The National Stock Exchange’s latest quarterly scorecard reveals headwinds even as its public listing dream nears reality. Announcing Q3 FY26 results, NSE disclosed a 37% drop in net profit to Rs 2,408 crore for Oct-Dec, versus Rs 3,834 crore YoY.
Positively, sequential profit rose 15% over Q2’s Rs 2,098 crore. Revenues fell 9% YoY to Rs 4,395 crore but gained 6% QoQ, while operating EBITDA declined 16% to Rs 2,851 crore.
These figures come against a backdrop of moderated cash market volumes, offset by booming derivatives trading. NSE’s adaptability shines through its diversified revenue streams.
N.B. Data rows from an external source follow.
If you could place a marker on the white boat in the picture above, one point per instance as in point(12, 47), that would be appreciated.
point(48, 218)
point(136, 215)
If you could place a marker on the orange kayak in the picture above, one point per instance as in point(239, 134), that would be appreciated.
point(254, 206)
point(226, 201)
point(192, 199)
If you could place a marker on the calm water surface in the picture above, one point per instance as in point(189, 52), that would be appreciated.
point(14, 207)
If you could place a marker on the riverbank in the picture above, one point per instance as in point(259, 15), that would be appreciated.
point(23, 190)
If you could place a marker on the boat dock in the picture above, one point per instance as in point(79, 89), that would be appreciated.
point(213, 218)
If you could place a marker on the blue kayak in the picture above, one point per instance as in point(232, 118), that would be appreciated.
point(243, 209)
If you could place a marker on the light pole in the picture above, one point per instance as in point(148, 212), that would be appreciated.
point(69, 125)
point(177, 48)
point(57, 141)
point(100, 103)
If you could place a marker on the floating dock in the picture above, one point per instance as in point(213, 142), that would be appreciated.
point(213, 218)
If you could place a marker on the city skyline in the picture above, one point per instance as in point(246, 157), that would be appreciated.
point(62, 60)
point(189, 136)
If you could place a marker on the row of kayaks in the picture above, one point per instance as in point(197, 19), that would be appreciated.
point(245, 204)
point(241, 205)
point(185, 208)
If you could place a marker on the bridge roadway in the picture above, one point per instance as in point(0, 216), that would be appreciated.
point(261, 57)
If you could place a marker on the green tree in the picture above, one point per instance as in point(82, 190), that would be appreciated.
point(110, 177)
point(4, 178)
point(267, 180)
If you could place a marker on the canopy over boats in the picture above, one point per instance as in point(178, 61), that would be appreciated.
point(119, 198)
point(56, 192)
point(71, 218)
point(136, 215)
Capital markets activity flourished: Rs 5.4 lakh crore raised via equity, debt, trusts. IPOs led with Rs 96,457 crore from 65 companies – a four-quarter high, doubled QoQ. Combined mainboard-SME listings signal robust primary market revival.
Municipal funding hit a peak too, with Rs 750 crore from seven corporations in 9MFY26, eclipsing prior records under SEBI’s framework.
Fresh off SEBI’s IPO green light, NSE’s leadership is accelerating preparations. MD Ashishkumar Chauhan outlined a 3-4 month timeline for DRHP, with simultaneous OFS development. He hailed SEBI for resolving a 10-year impasse.
‘We’re building on strong foundations,’ Chauhan affirmed. Experts predict the IPO will draw massive subscriptions, bolstered by NSE’s tech prowess and market leadership. Despite near-term profit pressures, long-term tailwinds from index services, data products, and global outreach position NSE for stellar post-listing growth.